April 09, 2007

Finals Schedule and Other Info

Class, we are on the home stretch. I hope that this schedule helps you prepare for this next full month. I have every faith that each of you will do a good job, not only on your exam, but during these weeks in which heavy participation is required.

Please note that there are two schedules listed below, one for the Tues/Thurs AM course, and one for Tues PM. Also please note that the Tues/Thurs class will meet in Black Hawk Hall as we ordinarily would on Tues AM, but will then move to our new room in Grundy 203. For the Thurs. PM class, there is no change.

Also please note that although I make every attempt to check my email once a day, that is no longer the best way to reach me. If you have a question, please feel free to call me locally at 961-1260. I encourage you to do so when you have a question.

Now, let’s get started!


Tues 10 Apr: Written M v M questions (see below) and finish The Bill discussion.

Th 12 Apr: Talk about M v M

Tues 17 Apr: Ch. 11 (The Presidency)

Th 19 Apr: M v M paper due, discuss study guide

Tues 24 Apr: I hand out study guide

Th 26 Apr: Discuss exam

1 Apr: Oral Exam

8 Apr: Final Exam

Tues Night Class:

10 Apr: Ch. 11 (The Presidency)

17 Apr: Bill Discussion (I will also hand out written questions for Bill paper)

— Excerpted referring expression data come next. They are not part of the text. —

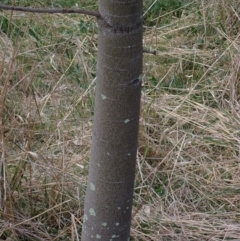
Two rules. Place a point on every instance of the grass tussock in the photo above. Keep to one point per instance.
(188, 170)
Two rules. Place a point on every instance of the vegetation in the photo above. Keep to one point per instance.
(187, 183)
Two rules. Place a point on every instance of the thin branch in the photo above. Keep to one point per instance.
(51, 10)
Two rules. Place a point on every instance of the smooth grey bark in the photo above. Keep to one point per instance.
(108, 202)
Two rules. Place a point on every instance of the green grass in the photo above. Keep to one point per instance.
(187, 182)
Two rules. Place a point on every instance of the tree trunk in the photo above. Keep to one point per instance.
(108, 202)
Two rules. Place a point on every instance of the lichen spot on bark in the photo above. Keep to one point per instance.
(98, 236)
(126, 121)
(92, 186)
(103, 97)
(92, 212)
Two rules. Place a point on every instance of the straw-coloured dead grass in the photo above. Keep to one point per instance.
(188, 170)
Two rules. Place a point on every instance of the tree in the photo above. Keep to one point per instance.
(108, 202)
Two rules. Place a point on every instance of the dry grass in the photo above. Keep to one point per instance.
(188, 169)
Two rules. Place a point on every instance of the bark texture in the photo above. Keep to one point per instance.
(108, 202)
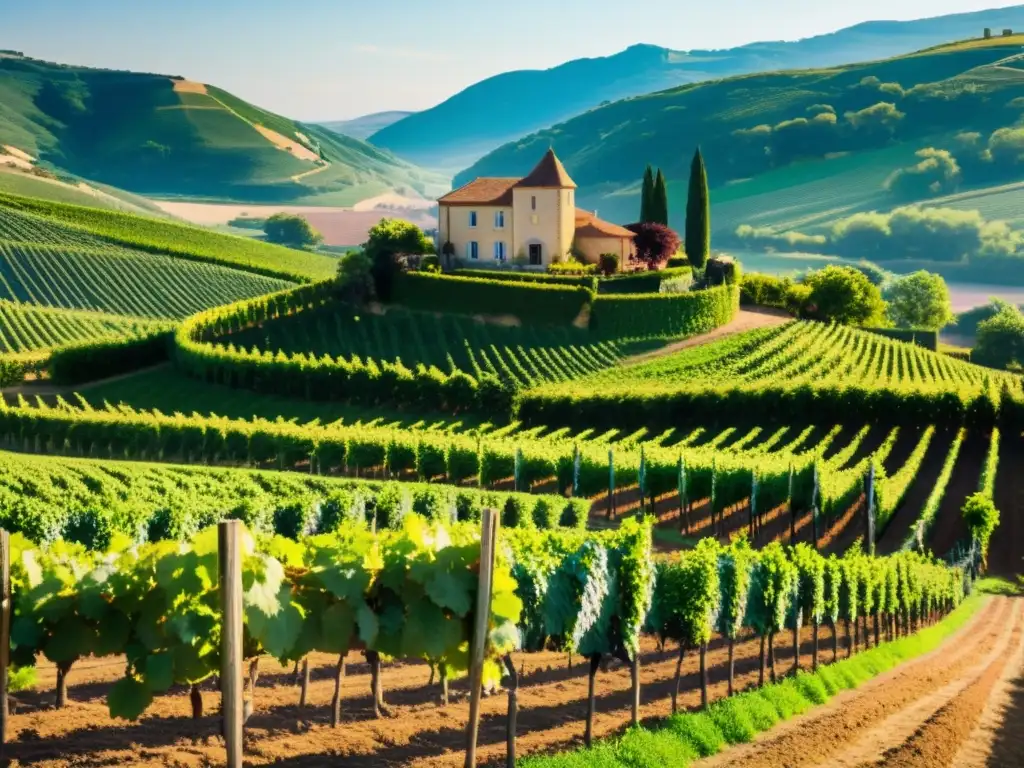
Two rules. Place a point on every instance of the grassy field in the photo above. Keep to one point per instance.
(96, 196)
(30, 329)
(33, 220)
(153, 134)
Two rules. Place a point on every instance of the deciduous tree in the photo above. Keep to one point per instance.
(654, 243)
(920, 300)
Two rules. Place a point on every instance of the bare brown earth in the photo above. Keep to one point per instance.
(422, 732)
(747, 320)
(920, 714)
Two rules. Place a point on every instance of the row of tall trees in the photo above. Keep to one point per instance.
(654, 208)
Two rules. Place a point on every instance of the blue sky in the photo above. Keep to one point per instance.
(321, 59)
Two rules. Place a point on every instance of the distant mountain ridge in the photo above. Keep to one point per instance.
(486, 115)
(166, 136)
(361, 127)
(798, 150)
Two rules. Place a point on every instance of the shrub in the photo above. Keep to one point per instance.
(842, 294)
(937, 173)
(571, 267)
(920, 300)
(1000, 340)
(552, 278)
(608, 263)
(546, 514)
(339, 508)
(922, 337)
(516, 512)
(536, 303)
(576, 514)
(295, 519)
(654, 243)
(88, 360)
(355, 280)
(664, 314)
(641, 282)
(290, 229)
(981, 517)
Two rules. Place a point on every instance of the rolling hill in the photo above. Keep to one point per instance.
(800, 150)
(367, 125)
(513, 104)
(166, 136)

24 Apr: Oral Exam Study Guide

1 May: Discuss Oral Exam, turn in Bill paper

8 May: Oral (Final) Exam

For Tuesday, 10 Apr AM Class, please use the following as a guide for your Marbury v. Madison written assignment. This is not a series of questions, rather a reminder as to main issues we’ve discussed. Please give me a two page, single spaced paper, with five questions you have raised during our discussions and through the reminders below. Then, answer them! Your paper should have no more than one inch margins and have 12 point font. You have a lot of leeway with this – simply put, spot issues, describe them, then answer the questions you have raised in the context of our classroom lectures and your own thoughts.

As a reminder,


History and Constitutional Basis for the Supreme Court

Constitutional Limits on the Court’s Power

Facts Behind Marbury v. Madison

The Change in the Court’s Power

How does a case reach the Supreme Court and how is it decided?


Persuasion – then and now – what’s the power of the court?

What does Judicial Review really mean?

The majority on the Court has changed several times in the past years. As a result, decisions made in the past – were they done today – would turn out differently. As a result, the Court clearly has the power to change the law at their discretion. Do they? If so, why, and if not, why not?